On Sunday night French television aired the audio transcripts of the conversations between Toulouse killer Mohamed Merah, a police negotiator and an intelligence officer. The airing of these transcripts not surprisingly aroused a storm of controversy, with many fearful that the video of the killings may be made public as well. Merah had a camera attached to him when he committed the murders. Here are segments of the transcripts as reported by the Daily Beast. French readers can consult Le Monde:
"I know there's a risk you will kill me. It's a risk I am taking. So there, know that, in front of you, you have a man who is not afraid of death. For me, death, I love it like you love life," says Mohamed Merah, calmly, with a slight Toulouse accent, in the excerpts of tapes aired by the TF1 network. The audio spurred immediate anger from victims' families who say through lawyers that they were assured the tape would remain sealed in evidence and that they were not warned before Sunday's broadcast.
Interior Minister Manuel Valls, a Socialist whose government won office after the Merah affair, was dismayed that "no precaution was taken to respect the families of the victims." Valls' predecessor, Claude Guéant, a close associate of former president Nicolas Sarkozy, said, "This airing reawakens the considerable grief that was felt by our whole country, a veritable trauma." The victims' families have asked that further airings of the audio be blocked.
The French daily Le Monde on Monday afternoon claimed to have obtained transcripts of Merah's conversations, recorded during the siege overnight on March 21–22, with a police negotiator and an intelligence officer. Merah had previously met the intelligence officer in November 2011, when he was called in for questioning about suspicious travels in Pakistan and Afghanistan, controversially convincing his interviewer that he was no more than a tourist in Central Asia. Holed up in his besieged apartment, rattling off all of his erstwhile future targets over a police-issued walkie-talkie—police officers, a synagogue—Merah had news for the officer.
"Want me to tell you something, H.?" he asked, in Le Monde's published excerpts.
"I hope you didn't target me?" the officer replies.
For parents of the Scooter Killer victims, Sunday night’s airing of the audio transcripts reawaken fears that the video Merah filmed of the killings with a camera strapped to his chest will eventually be made public.
"Yes, believe me that I targeted you," Merah replies. "My goal was to call you, to tell you I had the name [of the killer] so that you would come to me and then you'd have gotten one right in the head." In Le Monde's transcripts, Merah goes on to say he'd envisioned being shot down as he sprayed gunfire into a police station.
Much of the new material in the transcripts echoes information already circulating shortly after Merah's death.
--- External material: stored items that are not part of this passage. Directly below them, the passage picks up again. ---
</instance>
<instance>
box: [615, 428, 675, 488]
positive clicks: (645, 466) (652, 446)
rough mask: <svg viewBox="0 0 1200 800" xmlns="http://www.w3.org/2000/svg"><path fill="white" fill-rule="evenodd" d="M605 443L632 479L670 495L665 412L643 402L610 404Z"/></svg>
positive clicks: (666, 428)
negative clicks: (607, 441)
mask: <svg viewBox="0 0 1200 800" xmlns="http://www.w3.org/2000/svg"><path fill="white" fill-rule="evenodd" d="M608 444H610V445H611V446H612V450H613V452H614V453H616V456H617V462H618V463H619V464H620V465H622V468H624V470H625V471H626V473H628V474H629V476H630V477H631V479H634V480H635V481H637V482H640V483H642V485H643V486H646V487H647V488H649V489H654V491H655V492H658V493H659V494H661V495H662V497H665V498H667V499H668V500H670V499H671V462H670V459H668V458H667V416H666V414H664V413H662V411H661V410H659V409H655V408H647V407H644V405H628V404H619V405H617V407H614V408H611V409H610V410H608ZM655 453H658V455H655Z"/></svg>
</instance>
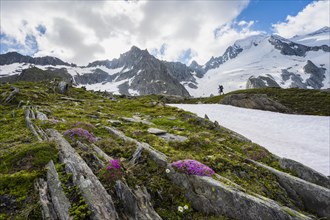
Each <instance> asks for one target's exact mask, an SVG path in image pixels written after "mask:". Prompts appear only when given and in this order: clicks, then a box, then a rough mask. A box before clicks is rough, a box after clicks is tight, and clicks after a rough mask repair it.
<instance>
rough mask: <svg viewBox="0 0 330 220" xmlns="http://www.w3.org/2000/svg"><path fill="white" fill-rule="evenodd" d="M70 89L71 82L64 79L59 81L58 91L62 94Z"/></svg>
mask: <svg viewBox="0 0 330 220" xmlns="http://www.w3.org/2000/svg"><path fill="white" fill-rule="evenodd" d="M68 89H69V84H68V83H66V82H64V81H61V82H59V83H58V92H59V93H60V94H65V93H66V92H67V91H68Z"/></svg>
In the newly published material, Merah is shown claiming he acted alone, that his contacts in Waziristan had proposed that he carry out attacks in the United States and Canada, but that he declined those. Merah is also shown denying the suggestion that his brother was an accomplice in his killing spree. Abdelkader Merah, 29, was taken into police custody in the early hours of the siege and remains jailed. "You know very well that me and him, it's like Tom and Jerry. We're like cat and dog," Merah tells his interviewer. "All the time, we're falling out. When we make up, it doesn't last long ... My objective was to attack alone ... in order to be entirely autonomous."
In Le Monde's excerpts, Merah is evidently proud of his ruse. His wild haircuts, nightclubbing, jeans, New Balance sneakers—all give him an air of someone less than committed to the jihadist cause. "I got myself arrested by the Jews in Israel, by Iraqi soldiers in Mosul, by Algerian soldiers in the mountains of Boumerdès or mountains next to the Kabylie region where all our brothers operate. I got myself arrested in Afghanistan," he says in these transcripts. "You completely messed up because I was able to do three attacks, kill more than seven people, and injure several."